Frequently asked questions

Is a crypto portfolio tracker safe to use?
Read-only access means the tracker cannot move your funds, which is genuinely safer than handing over a withdrawal-capable API key, but it does not make the app safe as a data custodian. Your addresses, balances, full trade history, email, and IP are still stored on the tracker's servers, and several major trackers have suffered breaches that exposed those records. Treat the choice as a data-privacy decision first and a usability decision second.
How does read-only wallet access actually work?
In self-custodial mode, the app either receives an xPub or extended public key, which lets it derive every past and future address in your wallet and pull their on-chain history, or it uses WalletConnect to query balances without ever touching your private key. In either case it can see everything that is publicly visible on-chain about your wallet, which is a lot, but it cannot sign transactions on your behalf. The "read-only" guarantee is about signing, not about visibility.
Should I connect my exchange API key to a portfolio tracker?
You can, and most users do for convenience, but only if you generate the key with read-only scope, disable trade and withdrawal permissions on the exchange side, IP-restrict the key to the tracker's published IPs where possible, and rotate or revoke the key the moment you stop using the service. A leaked read-only key still leaks your entire trade history, balances, and deposit addresses; a leaked key with trade or withdrawal scope can lose you money directly. Never paste an API key into a site or app you have not independently verified.

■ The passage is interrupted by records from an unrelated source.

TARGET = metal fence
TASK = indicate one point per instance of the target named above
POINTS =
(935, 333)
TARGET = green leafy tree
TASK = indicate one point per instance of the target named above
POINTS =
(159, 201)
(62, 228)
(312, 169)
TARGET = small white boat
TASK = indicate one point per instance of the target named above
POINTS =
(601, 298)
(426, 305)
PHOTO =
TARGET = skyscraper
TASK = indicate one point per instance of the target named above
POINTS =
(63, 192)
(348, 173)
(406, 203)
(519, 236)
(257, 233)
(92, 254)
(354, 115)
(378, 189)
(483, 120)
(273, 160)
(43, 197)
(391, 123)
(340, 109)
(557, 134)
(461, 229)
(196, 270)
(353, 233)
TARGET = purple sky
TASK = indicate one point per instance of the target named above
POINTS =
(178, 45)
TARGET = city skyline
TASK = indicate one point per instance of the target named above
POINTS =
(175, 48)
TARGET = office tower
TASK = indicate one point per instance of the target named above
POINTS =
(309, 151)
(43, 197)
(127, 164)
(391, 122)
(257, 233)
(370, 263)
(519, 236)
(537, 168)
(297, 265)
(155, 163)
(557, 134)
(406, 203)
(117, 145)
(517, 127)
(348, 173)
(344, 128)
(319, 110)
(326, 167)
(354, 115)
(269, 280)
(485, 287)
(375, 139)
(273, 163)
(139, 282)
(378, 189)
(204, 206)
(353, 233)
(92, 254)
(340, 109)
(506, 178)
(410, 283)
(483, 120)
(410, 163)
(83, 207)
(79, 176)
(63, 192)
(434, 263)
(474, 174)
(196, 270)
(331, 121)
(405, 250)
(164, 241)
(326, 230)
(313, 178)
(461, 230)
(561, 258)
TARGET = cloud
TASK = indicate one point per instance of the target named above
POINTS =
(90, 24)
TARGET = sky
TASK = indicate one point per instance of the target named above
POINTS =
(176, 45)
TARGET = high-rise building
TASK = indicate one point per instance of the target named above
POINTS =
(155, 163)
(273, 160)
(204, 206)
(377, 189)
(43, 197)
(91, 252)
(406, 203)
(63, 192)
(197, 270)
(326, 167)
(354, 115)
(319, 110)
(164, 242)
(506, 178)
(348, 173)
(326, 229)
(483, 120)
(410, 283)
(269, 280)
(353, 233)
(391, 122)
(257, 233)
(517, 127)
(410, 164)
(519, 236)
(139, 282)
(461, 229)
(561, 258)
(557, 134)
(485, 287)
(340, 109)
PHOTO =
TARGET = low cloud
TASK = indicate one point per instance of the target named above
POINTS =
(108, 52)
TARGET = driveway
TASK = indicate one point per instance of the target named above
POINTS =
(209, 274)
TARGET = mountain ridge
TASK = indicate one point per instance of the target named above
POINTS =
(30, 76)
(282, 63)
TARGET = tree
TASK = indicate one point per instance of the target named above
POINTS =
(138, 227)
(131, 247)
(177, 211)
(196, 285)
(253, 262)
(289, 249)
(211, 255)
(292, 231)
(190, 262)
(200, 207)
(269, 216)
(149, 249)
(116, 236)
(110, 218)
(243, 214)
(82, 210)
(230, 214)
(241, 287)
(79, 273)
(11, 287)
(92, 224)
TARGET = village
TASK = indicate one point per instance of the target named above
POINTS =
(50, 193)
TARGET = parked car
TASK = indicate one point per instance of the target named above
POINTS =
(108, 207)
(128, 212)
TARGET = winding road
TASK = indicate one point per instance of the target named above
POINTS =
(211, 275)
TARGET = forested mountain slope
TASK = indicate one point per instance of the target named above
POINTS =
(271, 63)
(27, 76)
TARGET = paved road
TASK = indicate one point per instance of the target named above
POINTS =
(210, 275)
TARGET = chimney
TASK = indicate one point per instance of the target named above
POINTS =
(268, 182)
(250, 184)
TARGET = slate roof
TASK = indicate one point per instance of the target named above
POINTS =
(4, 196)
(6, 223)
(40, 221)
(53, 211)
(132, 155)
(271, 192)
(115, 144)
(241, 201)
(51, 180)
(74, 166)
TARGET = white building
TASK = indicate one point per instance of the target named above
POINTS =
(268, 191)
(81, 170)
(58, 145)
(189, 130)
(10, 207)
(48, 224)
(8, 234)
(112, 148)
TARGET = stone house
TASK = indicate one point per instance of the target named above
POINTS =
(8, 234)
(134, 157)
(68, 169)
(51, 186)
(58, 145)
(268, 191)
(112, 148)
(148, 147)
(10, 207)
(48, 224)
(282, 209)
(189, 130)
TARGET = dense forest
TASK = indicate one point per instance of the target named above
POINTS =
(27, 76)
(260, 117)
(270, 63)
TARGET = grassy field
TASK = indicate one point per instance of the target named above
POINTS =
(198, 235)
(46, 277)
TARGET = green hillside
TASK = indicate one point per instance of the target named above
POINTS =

What should I do if a tracker I use gets breached?
Immediately revoke every API key you ever generated for that service on each exchange, change the password on the tracker account, rotate the email address if it was reused anywhere else, and assume any address you connected is now in a third-party database. Review your email and message history for the breach window for phishing prompts, especially anything asking you to sign a transaction or re-enter a seed phrase, because the CoinStats incident showed attackers use stolen data to personalize those prompts. Treat any on-chain approvals granted during the breach window as compromised and revoke them using a tool like Etherscan's approval checker or Revoke.cash.